Deriving the Likelihood

Since linear regression is a discriminative model, we do not model the prior density of the input variables $f_{X_i}$ and focus our efforts solely on maximizing the conditional likelihood $f_{Y_i \mid X_i}$ across our dataset. We can write the conditional as

\[f_{Y_i \mid X_i}(y_i \mid x_i) = \frac{f_{Y_i, X_i} (y_i, x_i)}{f_{X_i}(x_i)} = f_{\epsilon_i} (y_i - \theta^T x_i)\]

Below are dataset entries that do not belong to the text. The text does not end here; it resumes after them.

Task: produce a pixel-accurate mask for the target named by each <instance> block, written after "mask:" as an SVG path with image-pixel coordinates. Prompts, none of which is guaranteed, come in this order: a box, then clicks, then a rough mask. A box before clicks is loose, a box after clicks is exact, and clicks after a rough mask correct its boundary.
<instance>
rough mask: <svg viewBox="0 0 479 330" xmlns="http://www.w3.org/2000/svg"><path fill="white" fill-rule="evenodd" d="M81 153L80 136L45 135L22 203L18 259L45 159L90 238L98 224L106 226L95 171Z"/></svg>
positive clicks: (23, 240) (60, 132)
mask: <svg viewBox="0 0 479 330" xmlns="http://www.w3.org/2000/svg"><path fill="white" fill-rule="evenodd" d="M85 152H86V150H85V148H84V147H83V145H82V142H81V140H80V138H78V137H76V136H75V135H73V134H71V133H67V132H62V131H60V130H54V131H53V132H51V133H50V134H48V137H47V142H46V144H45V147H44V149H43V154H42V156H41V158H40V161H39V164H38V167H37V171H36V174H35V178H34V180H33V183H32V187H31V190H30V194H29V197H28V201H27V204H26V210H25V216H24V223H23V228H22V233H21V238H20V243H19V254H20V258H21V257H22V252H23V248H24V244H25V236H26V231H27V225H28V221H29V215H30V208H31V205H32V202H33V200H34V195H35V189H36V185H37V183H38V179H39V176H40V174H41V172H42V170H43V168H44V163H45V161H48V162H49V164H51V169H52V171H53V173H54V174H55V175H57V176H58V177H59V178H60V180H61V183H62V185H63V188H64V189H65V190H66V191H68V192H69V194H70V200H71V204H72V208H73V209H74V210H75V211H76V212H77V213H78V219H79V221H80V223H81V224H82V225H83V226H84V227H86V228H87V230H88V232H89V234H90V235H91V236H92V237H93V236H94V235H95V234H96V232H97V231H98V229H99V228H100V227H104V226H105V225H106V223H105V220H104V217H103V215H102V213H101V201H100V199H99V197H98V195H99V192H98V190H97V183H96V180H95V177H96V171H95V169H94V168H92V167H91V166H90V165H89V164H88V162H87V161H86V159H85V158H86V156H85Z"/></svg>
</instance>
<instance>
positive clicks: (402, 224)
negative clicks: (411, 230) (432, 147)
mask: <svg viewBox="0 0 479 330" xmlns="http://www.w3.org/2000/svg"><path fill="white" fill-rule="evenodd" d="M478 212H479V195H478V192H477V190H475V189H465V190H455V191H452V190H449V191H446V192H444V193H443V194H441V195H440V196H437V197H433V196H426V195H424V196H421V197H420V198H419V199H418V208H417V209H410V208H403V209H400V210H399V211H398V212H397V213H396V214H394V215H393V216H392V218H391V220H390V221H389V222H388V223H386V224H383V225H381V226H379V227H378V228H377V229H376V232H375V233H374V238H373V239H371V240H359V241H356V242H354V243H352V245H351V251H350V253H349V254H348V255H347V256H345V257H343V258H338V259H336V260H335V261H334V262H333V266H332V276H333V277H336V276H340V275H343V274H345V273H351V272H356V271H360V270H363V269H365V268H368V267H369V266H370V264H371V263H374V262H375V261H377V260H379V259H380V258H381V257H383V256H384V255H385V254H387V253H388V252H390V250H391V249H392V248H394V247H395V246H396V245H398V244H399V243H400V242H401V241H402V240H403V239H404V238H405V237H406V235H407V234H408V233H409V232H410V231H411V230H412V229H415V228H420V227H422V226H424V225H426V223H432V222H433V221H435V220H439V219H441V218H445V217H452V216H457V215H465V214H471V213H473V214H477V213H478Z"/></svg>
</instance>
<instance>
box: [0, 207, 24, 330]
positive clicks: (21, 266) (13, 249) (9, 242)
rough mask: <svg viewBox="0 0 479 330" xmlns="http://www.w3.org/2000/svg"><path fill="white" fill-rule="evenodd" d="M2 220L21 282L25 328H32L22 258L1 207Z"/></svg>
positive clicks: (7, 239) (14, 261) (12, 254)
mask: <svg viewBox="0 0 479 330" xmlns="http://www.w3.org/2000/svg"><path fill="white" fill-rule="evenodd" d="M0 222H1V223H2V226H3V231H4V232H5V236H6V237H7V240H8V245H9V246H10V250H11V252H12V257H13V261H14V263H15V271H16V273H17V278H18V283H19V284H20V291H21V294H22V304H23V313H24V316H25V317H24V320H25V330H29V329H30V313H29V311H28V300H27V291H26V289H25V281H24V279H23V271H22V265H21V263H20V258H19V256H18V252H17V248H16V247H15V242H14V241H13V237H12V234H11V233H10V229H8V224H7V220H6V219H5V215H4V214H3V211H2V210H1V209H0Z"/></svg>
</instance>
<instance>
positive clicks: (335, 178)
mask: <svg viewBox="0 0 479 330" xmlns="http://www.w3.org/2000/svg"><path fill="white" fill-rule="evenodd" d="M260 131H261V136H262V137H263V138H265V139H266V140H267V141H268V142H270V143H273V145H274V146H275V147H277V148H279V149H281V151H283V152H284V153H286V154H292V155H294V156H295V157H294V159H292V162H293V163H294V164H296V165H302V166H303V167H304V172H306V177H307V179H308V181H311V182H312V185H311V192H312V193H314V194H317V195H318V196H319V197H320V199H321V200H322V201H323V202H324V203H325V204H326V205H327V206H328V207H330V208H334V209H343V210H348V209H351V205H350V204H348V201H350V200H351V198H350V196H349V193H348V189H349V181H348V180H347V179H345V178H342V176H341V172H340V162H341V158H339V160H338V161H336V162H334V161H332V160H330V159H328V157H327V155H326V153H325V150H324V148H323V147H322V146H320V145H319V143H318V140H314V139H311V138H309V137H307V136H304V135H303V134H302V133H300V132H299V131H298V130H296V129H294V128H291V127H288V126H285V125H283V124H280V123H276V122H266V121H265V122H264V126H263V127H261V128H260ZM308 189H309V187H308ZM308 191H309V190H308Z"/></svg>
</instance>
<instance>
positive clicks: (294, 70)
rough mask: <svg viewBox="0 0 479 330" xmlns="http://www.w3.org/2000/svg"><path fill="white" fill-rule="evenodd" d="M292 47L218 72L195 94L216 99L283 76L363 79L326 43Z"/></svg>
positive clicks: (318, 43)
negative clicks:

By assumption 1, each $(X_i, Y_i)$ is independent, and so we have

\[f_{X \mid Y} = \prod_{(x_i, y_i) \in \mathcal{D}} f_{\epsilon_i}(y_i - \theta^T x_i)\]

Explicitly, this is

\[f_{X \mid Y} = \prod_{(x_i, y_i) \in \mathcal{D}} \frac{1}{\sqrt{2 \pi \sigma^2}} \exp \left( - \frac{(y_i - \theta^T x_i)^2}{2 \sigma^2} \right)\]

Maximizing $f_{X \mid Y}$ with respect to $\theta$ is now a simple exercise in calculus; one typically maximizes $\log f_{X \mid Y}$ as a proxy to transform the product into a sum. After some calculus as in (Ng, 2000), we conclude that maximizing the log-likelihood is equivalent to minimizing

\[\sum_{(x_i, y_i) \in \mathcal{D}} (y_i - \theta^T x_i)^2\]

which is the canonical least-squares cost function for linear regression, as desired.

  1. Ng, A. (2000). CS229 Lecture notes. CS229 Lecture Notes, 1(1), 1–178.